Володя тоже бил. Он кукле
С размаху выбил правый глаз,
Но вдруг ему под сердце стукнула
Кривая ржавая игла.
И показалось, что у куклы
Из глаз, как студень, мозг ползёт,
И кровью набухают букли,
И мертвечиною несёт,
И рушит черепа и блюдца,
И лупит в темя топором
Не маленькая революция,
А преуменьшенный погром.
И стало стыдно так, что с глаз бы,
Совсем не слышать и не быть,
Как будто ты такой, и грязный,
И надо долго мылом мыть.
Он бросил палку и заплакал,
И отошёл в сторонку, сел
И не мешал совсем. Однако
Сказала тётя Надя всем,
Что он неважный октябрёнок
И просто лживый эгоист,
Что он испорченный ребёнок
И буржуазный гуманист.

Бoльшевистская принципиальность

Эта фраза прозвучала однажды с высокой трибуны:

– Какой беспринципный человек Тарасенков! Он хвалил Пастернака раньше, до статьи «Правды», в которой была высказана суровая партийная оценка творчества этого чуждого нам поэта. И как ни в чём не бывало продолжает хвалить его и сейчас, после появления этой статьи.

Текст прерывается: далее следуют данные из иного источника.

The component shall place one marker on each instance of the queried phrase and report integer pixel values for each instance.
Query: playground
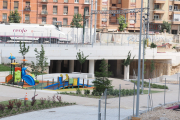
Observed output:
(21, 77)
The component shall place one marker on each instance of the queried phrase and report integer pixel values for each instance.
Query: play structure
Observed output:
(19, 73)
(67, 83)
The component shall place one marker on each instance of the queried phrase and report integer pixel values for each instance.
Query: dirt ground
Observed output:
(161, 113)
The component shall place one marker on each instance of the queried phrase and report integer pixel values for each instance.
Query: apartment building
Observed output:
(45, 11)
(61, 10)
(27, 9)
(165, 10)
(110, 21)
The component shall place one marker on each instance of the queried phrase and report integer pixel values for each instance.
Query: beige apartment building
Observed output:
(164, 10)
(110, 21)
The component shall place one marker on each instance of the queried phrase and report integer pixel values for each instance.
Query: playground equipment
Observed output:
(71, 83)
(17, 74)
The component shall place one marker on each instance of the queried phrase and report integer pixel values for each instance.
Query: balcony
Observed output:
(87, 2)
(157, 20)
(159, 1)
(44, 1)
(44, 12)
(27, 8)
(27, 21)
(158, 10)
(176, 21)
(65, 1)
(176, 11)
(176, 1)
(87, 14)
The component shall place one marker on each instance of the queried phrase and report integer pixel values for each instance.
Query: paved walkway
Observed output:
(89, 105)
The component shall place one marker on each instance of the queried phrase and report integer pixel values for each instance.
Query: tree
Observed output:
(76, 21)
(122, 23)
(128, 60)
(102, 82)
(14, 17)
(81, 58)
(166, 26)
(23, 50)
(41, 60)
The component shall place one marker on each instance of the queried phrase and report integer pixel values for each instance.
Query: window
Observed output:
(156, 6)
(76, 1)
(119, 1)
(4, 4)
(54, 19)
(5, 17)
(76, 10)
(54, 9)
(44, 20)
(65, 1)
(86, 1)
(156, 17)
(175, 8)
(27, 17)
(16, 4)
(65, 10)
(65, 21)
(86, 10)
(170, 8)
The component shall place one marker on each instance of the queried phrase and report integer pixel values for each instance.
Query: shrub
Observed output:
(86, 92)
(78, 91)
(18, 103)
(2, 107)
(42, 100)
(33, 100)
(10, 105)
(49, 99)
(58, 98)
(54, 99)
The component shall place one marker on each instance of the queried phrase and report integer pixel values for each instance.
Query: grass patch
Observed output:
(146, 84)
(13, 107)
(4, 68)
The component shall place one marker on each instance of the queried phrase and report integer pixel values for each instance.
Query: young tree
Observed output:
(81, 58)
(41, 60)
(128, 60)
(122, 23)
(23, 50)
(14, 17)
(166, 26)
(76, 21)
(102, 82)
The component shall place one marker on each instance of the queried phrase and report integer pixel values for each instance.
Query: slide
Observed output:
(8, 78)
(29, 80)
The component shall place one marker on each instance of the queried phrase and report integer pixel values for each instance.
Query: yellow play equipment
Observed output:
(66, 77)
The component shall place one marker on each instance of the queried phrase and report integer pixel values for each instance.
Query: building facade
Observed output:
(26, 8)
(165, 10)
(45, 11)
(110, 21)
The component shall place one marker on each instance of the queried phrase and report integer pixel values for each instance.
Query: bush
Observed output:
(10, 105)
(42, 100)
(86, 92)
(18, 103)
(58, 98)
(2, 107)
(33, 100)
(78, 91)
(54, 99)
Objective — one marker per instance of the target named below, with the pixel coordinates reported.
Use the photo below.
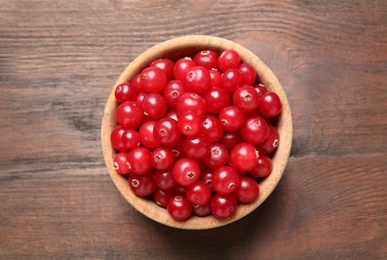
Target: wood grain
(58, 61)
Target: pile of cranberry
(196, 134)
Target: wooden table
(58, 62)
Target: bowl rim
(179, 47)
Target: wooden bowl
(174, 49)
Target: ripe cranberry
(116, 138)
(211, 128)
(186, 171)
(198, 193)
(228, 59)
(223, 206)
(249, 74)
(198, 79)
(217, 157)
(173, 91)
(140, 160)
(129, 114)
(196, 147)
(162, 158)
(130, 139)
(270, 143)
(215, 77)
(166, 131)
(191, 102)
(136, 83)
(243, 157)
(120, 163)
(254, 130)
(181, 67)
(263, 168)
(142, 184)
(189, 123)
(270, 104)
(125, 92)
(165, 180)
(153, 79)
(231, 80)
(232, 118)
(246, 98)
(247, 191)
(162, 197)
(146, 135)
(154, 105)
(225, 179)
(230, 139)
(179, 207)
(166, 65)
(207, 59)
(216, 99)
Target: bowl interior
(174, 49)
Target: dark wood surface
(58, 62)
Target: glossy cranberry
(140, 160)
(153, 79)
(173, 91)
(217, 157)
(247, 191)
(270, 143)
(260, 88)
(207, 59)
(230, 139)
(181, 68)
(125, 92)
(270, 104)
(129, 114)
(162, 197)
(120, 163)
(116, 138)
(225, 179)
(154, 105)
(172, 114)
(196, 147)
(186, 171)
(216, 99)
(254, 130)
(179, 207)
(166, 131)
(246, 98)
(206, 177)
(189, 123)
(263, 168)
(232, 118)
(131, 139)
(231, 80)
(191, 102)
(249, 75)
(211, 128)
(167, 65)
(136, 83)
(146, 135)
(243, 157)
(164, 179)
(201, 210)
(198, 193)
(228, 59)
(223, 206)
(142, 184)
(215, 77)
(198, 79)
(162, 158)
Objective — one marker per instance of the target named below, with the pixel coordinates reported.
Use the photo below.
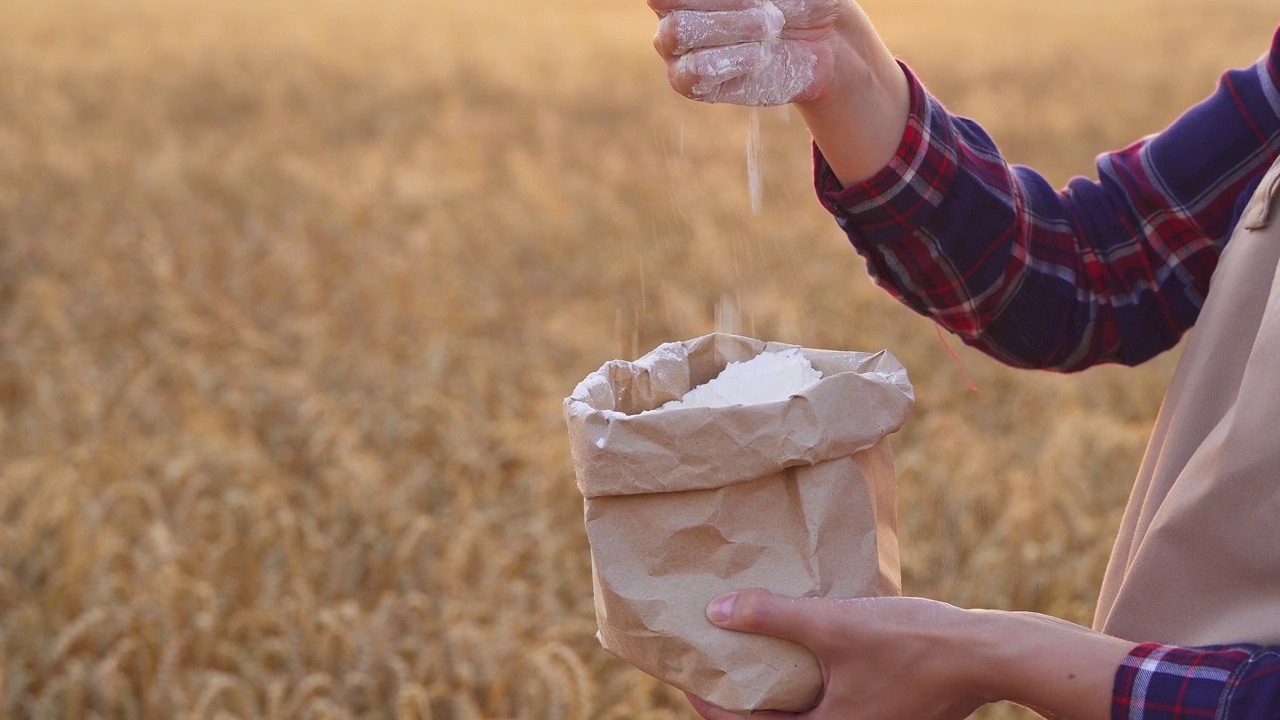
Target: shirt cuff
(1159, 682)
(903, 195)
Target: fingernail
(721, 609)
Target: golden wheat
(289, 294)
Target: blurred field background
(291, 292)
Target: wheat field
(291, 294)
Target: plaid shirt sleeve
(1223, 683)
(1107, 270)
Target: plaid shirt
(1110, 270)
(1170, 683)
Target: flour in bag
(769, 377)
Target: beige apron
(1197, 560)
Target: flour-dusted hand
(749, 51)
(913, 659)
(823, 55)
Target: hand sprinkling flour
(754, 53)
(822, 55)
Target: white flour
(769, 377)
(764, 73)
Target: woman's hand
(749, 51)
(823, 55)
(910, 659)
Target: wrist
(859, 117)
(1043, 662)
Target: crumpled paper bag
(684, 505)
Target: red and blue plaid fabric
(1107, 270)
(1160, 682)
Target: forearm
(859, 121)
(1054, 666)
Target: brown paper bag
(684, 505)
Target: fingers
(682, 31)
(807, 621)
(700, 74)
(663, 7)
(709, 711)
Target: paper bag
(684, 505)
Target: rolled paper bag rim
(621, 445)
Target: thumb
(801, 620)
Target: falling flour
(769, 377)
(754, 177)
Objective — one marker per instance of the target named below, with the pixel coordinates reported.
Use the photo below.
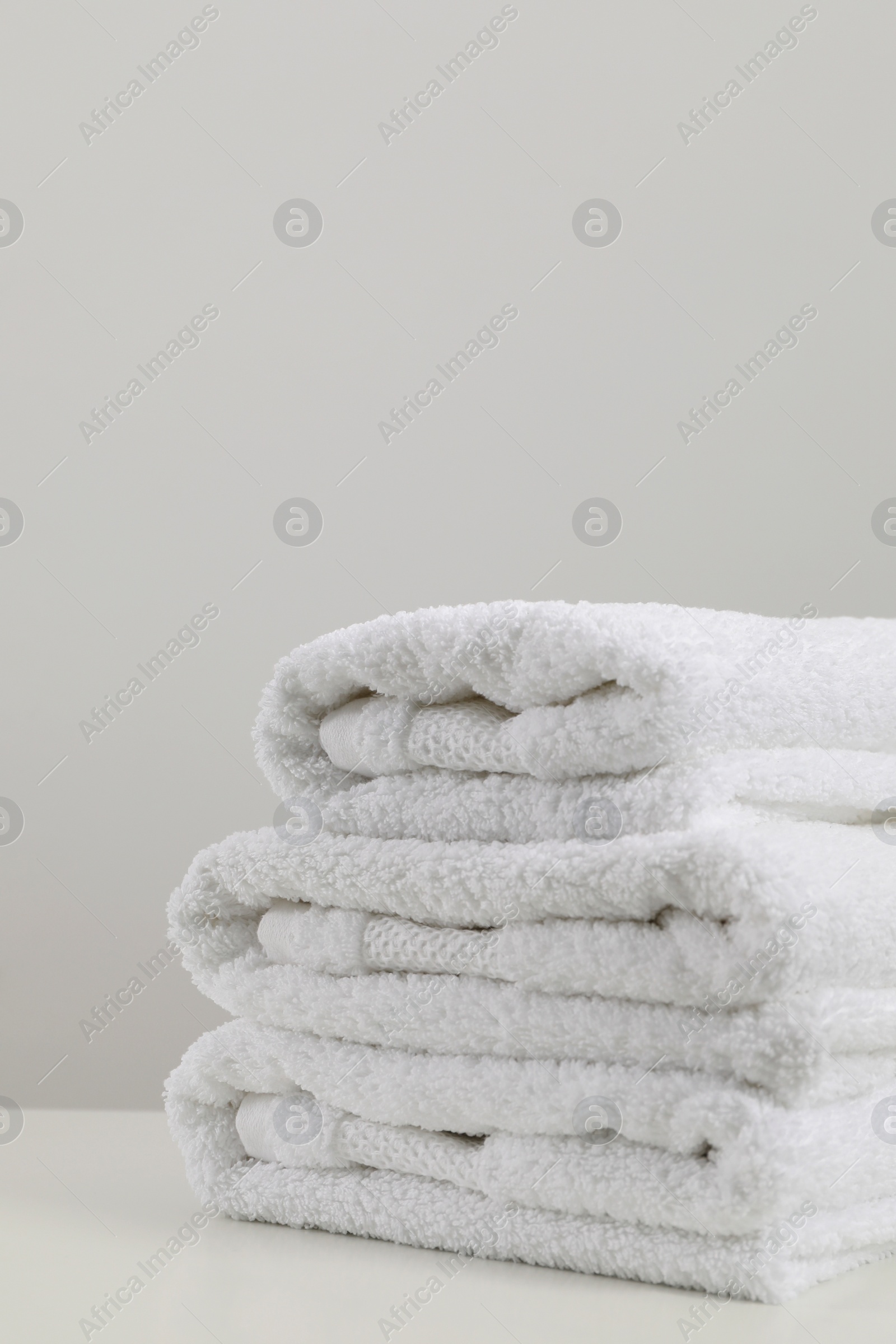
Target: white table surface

Сказано это было искренно, от души. И не демагогией эта фраза меня поразила (тоже, нашли чем удивить), а именно – простодушием. Во всяком случае, это была простодушная демагогия. (Ещё один оксюморон.)

Анатолия Кузьмича Тарасенкова я хорошо помню. Он был красивый, живой, обаятельный. Как выражаются герои Зощенко – любимец женщин. И не только любимец, но и любитель.

Но больше, чем женщин, чем все прелести и радости жизни, больше всего на свете он любил стихи.

Стихи он любил самозабвенно.

Была у него такая игра: кинуть вдруг в разговоре – ни с того, ни с сего – какую-нибудь строчку любимого своего Пастернака. Или Цветаевой. Это была проверка собеседника: откликнется или нет? Продолжит ли строчку следующей? И если собеседник оказывался на высоте, начинался матч-турнир: стихотворные строки летели от одного к другому, как мячи от ракеток.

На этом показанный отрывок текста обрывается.